Wartung für Klimaanlagen und Fahrzeuge im Nah- und Fernverkehr
Selbstverständlich sollen die Reisenden auch bei hohen Temperaturen komfortabel mit dem Zug zu ihren Zielen gelangen. Die kompletten ICE- und Intercity-Flotten sind mit Klimaanlagen ausgerüstet. Die DB hat in diesem Sommer rund doppelt so viele ICE 4 im Einsatz wie 2019. Der ICE 4 hat in der DB-Flotte die modernste Klimatechnik. Außerdem wurde auch die Intercity-Flotte weiter modernisiert, beispielsweise mit den neun neuen KISS-Doppelstock-IC-Zügen, deren Klimaanlagen für Außentemperaturen bis über 40 Grad Celsius ausgelegt sind und die erfahrungsgemäß sehr stabil laufen. Auch im Regionalverkehr verfügen rund 88 Prozent der Fahrzeuge über entsprechende Technik – und sukzessive werden alte durch neue Züge mit Klimaanlagen ersetzt.
Bei den Triebzügen sind dabei immer mehrere Klimaanlagen über den gesamten Zug verteilt. Oft befinden sich die Anlagen auf den Dächern. Bei vielen Fahrzeugen kann man sie recht einfach erkennen, es sind schwarze Kästen auf dem Dach des Zuges. Manchmal befinden sich die Anlagen aber auch hinter einer Verkleidung oder sind im Fahrzeug integriert, um die Aerodynamik der Fahrzeuge zu verbessern.

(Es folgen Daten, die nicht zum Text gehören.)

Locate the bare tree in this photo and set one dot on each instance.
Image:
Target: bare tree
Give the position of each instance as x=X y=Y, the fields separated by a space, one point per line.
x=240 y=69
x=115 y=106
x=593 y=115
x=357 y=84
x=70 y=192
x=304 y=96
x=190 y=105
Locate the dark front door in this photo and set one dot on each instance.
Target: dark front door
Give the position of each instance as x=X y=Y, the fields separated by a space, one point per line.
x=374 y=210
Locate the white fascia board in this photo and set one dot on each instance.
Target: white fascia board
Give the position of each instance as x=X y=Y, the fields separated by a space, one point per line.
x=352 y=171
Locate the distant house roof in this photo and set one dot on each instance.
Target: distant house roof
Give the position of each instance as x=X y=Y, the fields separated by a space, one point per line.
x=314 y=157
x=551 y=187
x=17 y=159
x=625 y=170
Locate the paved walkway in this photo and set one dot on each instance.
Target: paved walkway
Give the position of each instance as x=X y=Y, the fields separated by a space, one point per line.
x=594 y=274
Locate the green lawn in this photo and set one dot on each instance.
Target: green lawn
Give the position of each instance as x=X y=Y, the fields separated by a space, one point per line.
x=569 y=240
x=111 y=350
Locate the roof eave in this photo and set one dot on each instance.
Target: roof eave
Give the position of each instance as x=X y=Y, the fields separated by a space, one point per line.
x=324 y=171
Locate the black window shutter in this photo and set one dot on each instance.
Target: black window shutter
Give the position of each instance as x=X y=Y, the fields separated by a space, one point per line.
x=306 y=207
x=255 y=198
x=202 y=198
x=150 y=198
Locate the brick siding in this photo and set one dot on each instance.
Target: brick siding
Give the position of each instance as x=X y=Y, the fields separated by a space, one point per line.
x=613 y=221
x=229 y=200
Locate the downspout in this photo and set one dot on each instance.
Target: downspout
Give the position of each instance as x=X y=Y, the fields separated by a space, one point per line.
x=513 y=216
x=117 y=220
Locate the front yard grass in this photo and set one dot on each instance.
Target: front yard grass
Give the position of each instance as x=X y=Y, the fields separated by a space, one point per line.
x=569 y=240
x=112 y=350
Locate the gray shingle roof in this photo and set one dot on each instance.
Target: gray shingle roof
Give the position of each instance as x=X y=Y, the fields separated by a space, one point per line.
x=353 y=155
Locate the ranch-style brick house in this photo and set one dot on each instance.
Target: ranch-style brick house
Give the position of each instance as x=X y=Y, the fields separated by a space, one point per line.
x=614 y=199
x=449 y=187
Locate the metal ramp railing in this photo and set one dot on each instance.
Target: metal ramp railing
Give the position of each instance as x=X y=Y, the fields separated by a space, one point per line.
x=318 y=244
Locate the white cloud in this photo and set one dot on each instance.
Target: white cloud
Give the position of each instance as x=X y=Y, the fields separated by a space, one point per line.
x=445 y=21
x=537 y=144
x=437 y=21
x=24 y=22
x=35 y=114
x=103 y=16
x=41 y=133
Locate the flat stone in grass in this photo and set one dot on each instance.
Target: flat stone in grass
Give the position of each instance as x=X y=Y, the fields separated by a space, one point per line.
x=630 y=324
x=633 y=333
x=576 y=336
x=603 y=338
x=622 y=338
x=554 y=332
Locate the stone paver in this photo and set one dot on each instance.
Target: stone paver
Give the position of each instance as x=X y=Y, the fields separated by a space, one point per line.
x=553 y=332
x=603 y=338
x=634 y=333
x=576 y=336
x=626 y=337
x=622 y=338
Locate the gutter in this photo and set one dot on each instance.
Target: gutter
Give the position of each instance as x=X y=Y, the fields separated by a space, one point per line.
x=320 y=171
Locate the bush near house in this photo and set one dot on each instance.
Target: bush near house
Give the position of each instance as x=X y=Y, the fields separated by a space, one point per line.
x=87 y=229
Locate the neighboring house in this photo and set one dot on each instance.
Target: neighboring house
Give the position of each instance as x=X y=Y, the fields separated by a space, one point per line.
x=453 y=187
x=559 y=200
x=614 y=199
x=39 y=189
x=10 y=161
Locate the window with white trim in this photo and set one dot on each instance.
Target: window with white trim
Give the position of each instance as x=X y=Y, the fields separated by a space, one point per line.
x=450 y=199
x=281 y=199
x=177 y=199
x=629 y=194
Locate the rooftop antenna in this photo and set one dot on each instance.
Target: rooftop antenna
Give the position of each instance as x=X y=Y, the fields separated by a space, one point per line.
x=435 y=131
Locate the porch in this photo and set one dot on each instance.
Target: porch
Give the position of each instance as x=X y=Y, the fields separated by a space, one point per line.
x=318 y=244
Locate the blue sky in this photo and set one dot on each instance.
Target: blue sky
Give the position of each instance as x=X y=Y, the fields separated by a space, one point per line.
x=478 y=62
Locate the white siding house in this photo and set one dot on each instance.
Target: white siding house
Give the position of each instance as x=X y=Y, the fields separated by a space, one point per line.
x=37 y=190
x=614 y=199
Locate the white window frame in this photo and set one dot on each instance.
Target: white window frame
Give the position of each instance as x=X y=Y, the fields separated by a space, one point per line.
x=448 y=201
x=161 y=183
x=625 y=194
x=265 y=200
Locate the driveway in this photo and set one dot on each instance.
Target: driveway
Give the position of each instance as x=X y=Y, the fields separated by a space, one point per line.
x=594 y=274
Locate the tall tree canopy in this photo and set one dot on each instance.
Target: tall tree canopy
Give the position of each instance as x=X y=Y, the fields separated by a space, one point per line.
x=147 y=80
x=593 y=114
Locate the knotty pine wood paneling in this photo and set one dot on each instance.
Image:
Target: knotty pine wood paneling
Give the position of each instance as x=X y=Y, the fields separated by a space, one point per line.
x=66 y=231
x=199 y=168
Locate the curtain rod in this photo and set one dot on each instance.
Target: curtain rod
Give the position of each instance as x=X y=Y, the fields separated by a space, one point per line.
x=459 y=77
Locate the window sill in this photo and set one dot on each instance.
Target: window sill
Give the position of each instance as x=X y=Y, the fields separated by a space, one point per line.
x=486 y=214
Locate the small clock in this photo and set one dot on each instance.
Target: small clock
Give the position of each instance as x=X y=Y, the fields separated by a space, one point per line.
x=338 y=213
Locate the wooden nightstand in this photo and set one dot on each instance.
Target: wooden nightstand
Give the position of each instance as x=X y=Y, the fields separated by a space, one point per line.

Um die Fahrzeuge auf die besonderen Anforderungen in den Sommermonaten vorzubereiten, führt die DB daher gezielte Wartungsarbeiten durch, von denen ein Großteil auf die Klimaanlagen und entsprechende Bauteile in den Fahrgasträumen entfällt.
Bei der Wartung der Klimaanlage, die meist halbjährlich erfolgt, öffnen die Mitarbeiter in den Werken die Anlage. Die Bauteile werden gereinigt, die Filter getauscht. Alle Bauteile und Anschlüsse werden im Stand und im Betrieb begutachtet, um gegebenenfalls defekte Bauteile zu identifizieren. Außerdem findet eine Prüfung aller Funktionalitäten sowohl für den Normalbetrieb als auch für alle Sicherheitsfunktionen statt, wozu etwa das Abschalten der Anlage im Störungsfall gehört.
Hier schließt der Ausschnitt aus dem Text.